Nani Afrida  | 17.11.2019 - Update : 18.11.2019
China desak aparat keamanan tidak kenal ampun hadapi etnis Uighur Ilustrasi: Seorang lelaki tua berpose untuk foto di sebuah kedai teh setempat yang terletak di Kota Kashgar, sebelah barat laut Wilayah Otonomi Xinjiang Uighur, di China pada 6 Juli 2017. (Stringer - Anadolu Agency)

Ankara

Safvan Allahverdi

WASHINGTON

Pandangan internal pemerintah China tentang etnis Uighur yang tidak pernah terungkap sebelumnya bocor lewat dokumen yang berada di tangan media.

Berkas setebal 403 halaman yang dikutip New York Times itu mengungkapkan tentang kebijakan pemerintah dalam penindasan etnis Uighur di provinsi otonom Xinjiang, China.

Sebanyak 200 halaman dalam dokumen tersebut berisi pidato internal Presiden Xi dan pemimpin lainnya, sementara lebih dari 150 halaman merupakan arahan dan laporan tentang pengawasan dan kontrol populasi Uighur di Xinjiang.

"Kita harus sekeras mereka," kata Xi saat memeriksa pasukan polisi kontra-terorisme di Urumqi, ibukota Xinjiang.

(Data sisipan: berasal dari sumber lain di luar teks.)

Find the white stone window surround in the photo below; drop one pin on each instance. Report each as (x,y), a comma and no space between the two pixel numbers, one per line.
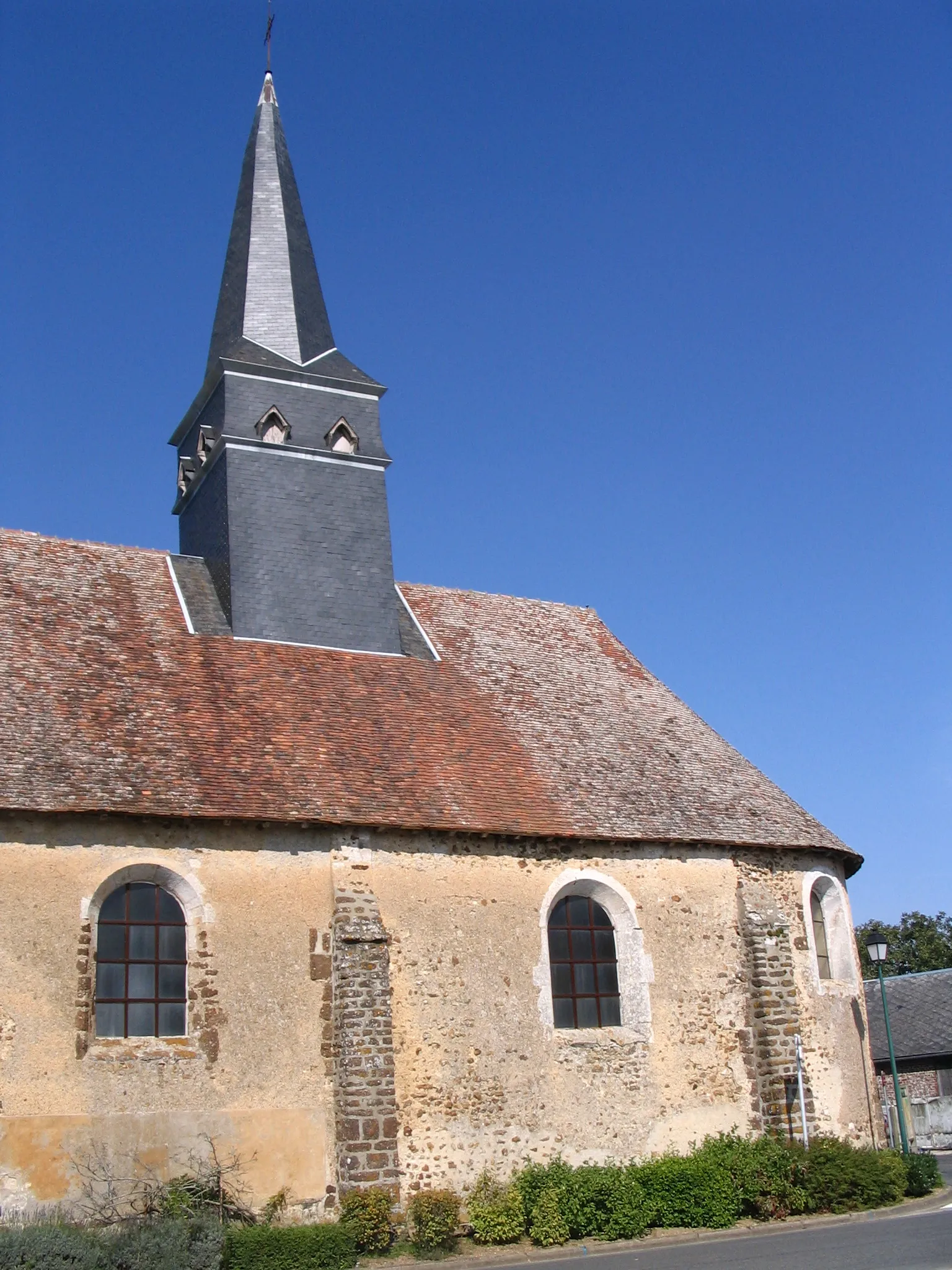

Xi juga mendesak partainya untuk meniru aspek "perang melawan teror" Amerika Serikat (AS) setelah serangan teror 11 September.

Pada 11 September 2001, teroris Al-Qaeda menerbangkan jet yang dibajak ke Menara Kembar dan Pentagon di Kota New York, yang akhirnya menciptakan era ketegangan agama, politik, dan budaya. 

Pesawat ketiga menabrak sebuah tempat kosong di Pennsylvania.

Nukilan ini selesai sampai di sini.